Kleber também presenteou o pai com uma pintura de um artista famoso. Ele mandou sua esposa ir a um leilão em Cidade Arara Azul, onde ela esperou muito tempo para adquiri-la. A peça era mais rara e cara que a de Cássio.
Mas Miguel apenas lançou um olhar indiferente, disse um "Hum" morno e mandou que a guardassem.
O coração de Miguel era parcial, e sua preferência pelos filhos da segunda esposa era evidente para todos.
Atualmente, embora Kleber ainda fosse o presidente do Grupo Castilho, todos no círculo social sabiam que ele estava sendo gradualmente esvaziado de seu poder por Cássio, o vice-presidente.
Miguel sempre viu mais potencial em Cássio, seu filho mais novo.
Yasmin deu de presente uma valiosa estatueta de jade, representando um macaco oferecendo um pêssego da longevidade. Ela havia encomendado especialmente o melhor jade e contratado um mestre escultor.
Tanto o valor quanto o sentimento eram mais do que suficientes.
Miguel também apenas olhou de relance e pediu a um empregado que levasse o presente.

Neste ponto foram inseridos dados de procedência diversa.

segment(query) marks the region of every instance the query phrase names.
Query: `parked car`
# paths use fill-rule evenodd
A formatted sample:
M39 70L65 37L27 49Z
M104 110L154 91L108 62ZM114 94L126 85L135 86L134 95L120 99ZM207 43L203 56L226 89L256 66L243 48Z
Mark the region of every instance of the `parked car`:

O rosto de Yasmin mostrava uma decepção inegável. Agora que seu marido estava na prisão e a família Torres falida, em seu momento mais vulnerável, ela esperava algumas palavras de consolo do pai.
Infelizmente, veio um padrasto com uma madrasta. Miguel já não se importava com ela.

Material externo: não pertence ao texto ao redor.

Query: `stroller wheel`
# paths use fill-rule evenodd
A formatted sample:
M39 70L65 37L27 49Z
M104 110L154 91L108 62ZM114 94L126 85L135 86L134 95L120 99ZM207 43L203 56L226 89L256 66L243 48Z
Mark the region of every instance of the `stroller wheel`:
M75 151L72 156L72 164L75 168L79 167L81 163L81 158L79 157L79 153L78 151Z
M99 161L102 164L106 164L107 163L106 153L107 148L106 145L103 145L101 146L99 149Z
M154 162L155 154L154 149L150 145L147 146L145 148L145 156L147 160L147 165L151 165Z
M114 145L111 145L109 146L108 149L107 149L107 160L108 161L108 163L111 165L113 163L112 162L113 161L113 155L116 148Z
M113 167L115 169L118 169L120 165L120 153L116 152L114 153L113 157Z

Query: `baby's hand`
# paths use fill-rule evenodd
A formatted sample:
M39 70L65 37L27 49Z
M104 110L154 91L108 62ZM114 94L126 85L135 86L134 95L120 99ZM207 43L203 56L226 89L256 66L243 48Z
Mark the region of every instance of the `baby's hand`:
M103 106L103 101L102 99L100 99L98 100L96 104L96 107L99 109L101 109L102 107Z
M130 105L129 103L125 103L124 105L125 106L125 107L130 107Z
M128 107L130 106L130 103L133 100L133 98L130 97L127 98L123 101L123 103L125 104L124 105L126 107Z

Para piorar, Denise aproveitou a oportunidade para zombar dela:
— Yasmin tem um grande coração. Mesmo com a família falida e o marido na prisão, ainda consegue dar um presente de aniversário desses.
Na festa de Miguel, com tantos convidados, Denise foi tão agressiva que o rosto de Yasmin ficou vermelho de vergonha, e as lágrimas ameaçaram cair. Ela se sentiu completamente humilhada.

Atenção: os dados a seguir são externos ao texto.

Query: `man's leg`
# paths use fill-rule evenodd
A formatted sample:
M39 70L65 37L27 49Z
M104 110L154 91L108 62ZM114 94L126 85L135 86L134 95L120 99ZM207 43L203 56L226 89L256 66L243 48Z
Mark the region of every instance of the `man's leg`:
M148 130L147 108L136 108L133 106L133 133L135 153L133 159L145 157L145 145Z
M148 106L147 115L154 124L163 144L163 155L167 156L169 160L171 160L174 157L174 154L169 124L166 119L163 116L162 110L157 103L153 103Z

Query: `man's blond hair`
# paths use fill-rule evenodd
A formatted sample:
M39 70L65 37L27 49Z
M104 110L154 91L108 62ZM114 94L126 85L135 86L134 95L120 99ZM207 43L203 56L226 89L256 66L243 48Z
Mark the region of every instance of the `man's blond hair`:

— Tia, metade da propriedade que minha avó deixou para minha mãe já foi tirada por Adelina e dada a você. Até o noivado da minha mãe vocês roubaram. O que mais vocês querem? Por que continuam a persegui-la?
Após dizer isso, Ivânia segurou o braço de Yasmin, mas na verdade, apertou-o com força.
Yasmin não era completamente tola. Seus olhos imediatamente ficaram vermelhos, e ela começou a soluçar baixo, parecendo extremamente magoada.
Denise também ficou com os olhos vermelhos de raiva e apontou para Ivânia:
— Alguém me empurrou por trás, por isso bati no empregado! Não foi de propósito! Foi você! Com certeza foi você que me empurrou para me incriminar...
— Tia, como você pode dizer isso? Para se livrar da culpa, está me acusando, uma sobrinha? — Ivânia a interrompeu. Sua voz era forte e clara, abafando facilmente a de Denise.